Por fin se abordaba el ansiado reto tantas veces soñado por Urdaneta. La “San Pedro” estaba lista para zarpar. Sin duda debió ser un momento de gran emoción para el guipuzcoano después de tantos años de planes y de dudas sobre la posibilidad  del tornaviaje. Algunos estudiosos hablan de la intuición  del agustino a la hora de guiar la navegación. Otros en cambio, apuestan por el gran conocimiento náutico de Fray Andrés antes que por su clarividencia. Sin duda resultaron clave los conocimientos adquiridos en Molucas a través de numerosas exploraciones por aquellos mares y el contacto permanente con los indígenas, de los que aprendió los secretos acerca de la navegación local. Así mismo cabe señalar que el fraile siempre permaneció atento al desempeño de las expediciones que habían tenido lugar y recopiló toda información sobre el fracaso de las mismas. Poco a poco la mente del navegante fue ordenando todos estos datos que finalmente le condujeron a la solución  del enigma. Era necesario comprender el régimen de vientos del Océano Pacífico para navegar a favor de los monzones. Es por ello que Urdaneta planificó la partida para finales de mayo puesto que no sólo era importante elegir el derrotero óptimo sino que había que abordarlo en el momento oportuno. Igual de importante resultaban las corrientes marinas: en una navegación de estas características, barcos lentos y pesados, contar con una corriente desfavorable podía dar al traste con la expedición.
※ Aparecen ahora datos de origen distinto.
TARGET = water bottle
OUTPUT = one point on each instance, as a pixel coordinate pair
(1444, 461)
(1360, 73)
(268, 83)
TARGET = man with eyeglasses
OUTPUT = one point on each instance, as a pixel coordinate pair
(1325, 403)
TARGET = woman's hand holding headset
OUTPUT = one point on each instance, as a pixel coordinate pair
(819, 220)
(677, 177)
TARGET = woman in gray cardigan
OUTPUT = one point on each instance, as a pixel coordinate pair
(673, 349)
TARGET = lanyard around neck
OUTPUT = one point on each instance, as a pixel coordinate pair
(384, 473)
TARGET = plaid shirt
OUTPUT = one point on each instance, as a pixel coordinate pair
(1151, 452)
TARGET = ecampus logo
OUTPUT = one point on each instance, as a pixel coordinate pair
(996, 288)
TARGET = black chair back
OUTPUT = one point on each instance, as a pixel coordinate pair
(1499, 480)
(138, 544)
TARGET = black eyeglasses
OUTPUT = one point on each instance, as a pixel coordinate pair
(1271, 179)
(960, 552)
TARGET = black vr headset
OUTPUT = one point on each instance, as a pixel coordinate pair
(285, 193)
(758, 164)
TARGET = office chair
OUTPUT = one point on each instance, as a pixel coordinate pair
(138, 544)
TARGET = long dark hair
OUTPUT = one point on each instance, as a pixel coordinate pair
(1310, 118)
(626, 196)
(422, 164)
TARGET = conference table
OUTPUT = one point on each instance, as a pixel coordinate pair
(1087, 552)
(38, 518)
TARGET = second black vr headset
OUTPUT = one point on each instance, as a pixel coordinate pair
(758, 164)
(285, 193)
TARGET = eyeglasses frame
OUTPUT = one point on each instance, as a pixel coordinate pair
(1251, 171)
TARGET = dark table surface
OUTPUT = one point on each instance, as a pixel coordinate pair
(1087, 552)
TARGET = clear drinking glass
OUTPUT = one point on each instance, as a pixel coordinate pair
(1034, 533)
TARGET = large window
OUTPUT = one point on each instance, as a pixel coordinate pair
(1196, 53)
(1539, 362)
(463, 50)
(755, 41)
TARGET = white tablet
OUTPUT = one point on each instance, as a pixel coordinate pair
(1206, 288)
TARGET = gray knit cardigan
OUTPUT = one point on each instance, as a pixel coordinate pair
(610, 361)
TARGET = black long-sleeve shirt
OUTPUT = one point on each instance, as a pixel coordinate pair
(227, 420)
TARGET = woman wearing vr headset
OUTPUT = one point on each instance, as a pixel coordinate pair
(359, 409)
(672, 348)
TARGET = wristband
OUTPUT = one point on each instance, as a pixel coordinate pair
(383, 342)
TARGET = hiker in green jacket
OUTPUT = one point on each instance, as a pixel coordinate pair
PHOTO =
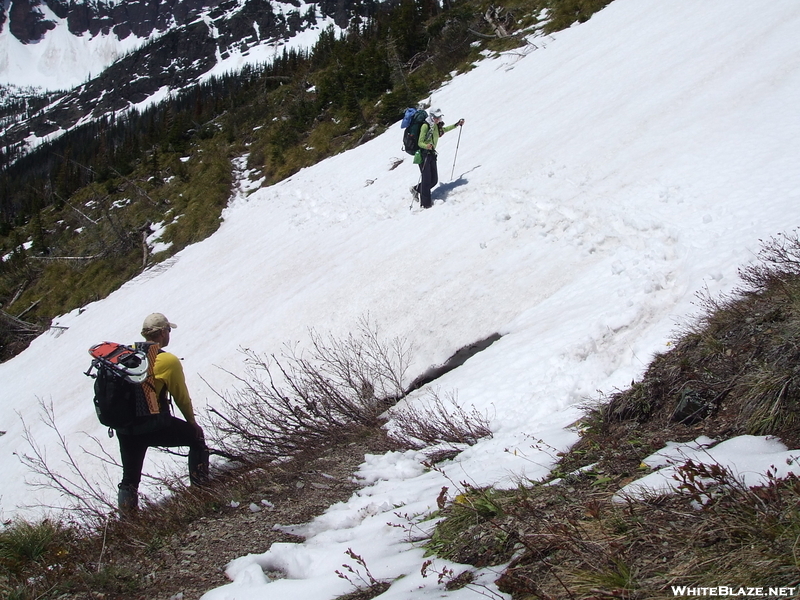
(429, 135)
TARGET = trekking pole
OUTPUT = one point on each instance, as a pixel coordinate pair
(456, 154)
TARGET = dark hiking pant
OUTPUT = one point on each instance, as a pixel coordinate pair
(176, 432)
(430, 177)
La nao “San Pedro” zarpa de la isla de Cebú el 1 de Junio de 1565. Navegan a favor del monzón con rumbo Nordeste hasta la latitud 39º N buscando una corriente  favorable que hoy se conoce como corriente de Kuro-Shivo y que les impulsa hacia América. Posteriormente, el fraile-almirante vira el rumbo y la nao desciende hasta latitud 32º N para nuevamente ascender a 39º N. Lejos de ser una equivocación, los cambios de rumbo obedecen a una verificación de cálculos de longitud del brillante marino. El 18 de Septiembre se avista por vez primera la costa de California y prosigue la navegación costeando hacia el sur, arribando a Acapulco el 8 de Octubre. Se culmina así el mayor hito de la historia de la navegación hasta aquel entonces. Donde todos antes que él habían fracasado, Andrés de Urdaneta lograba completar el  tornaviaje en apenas cuatro meses de singladura.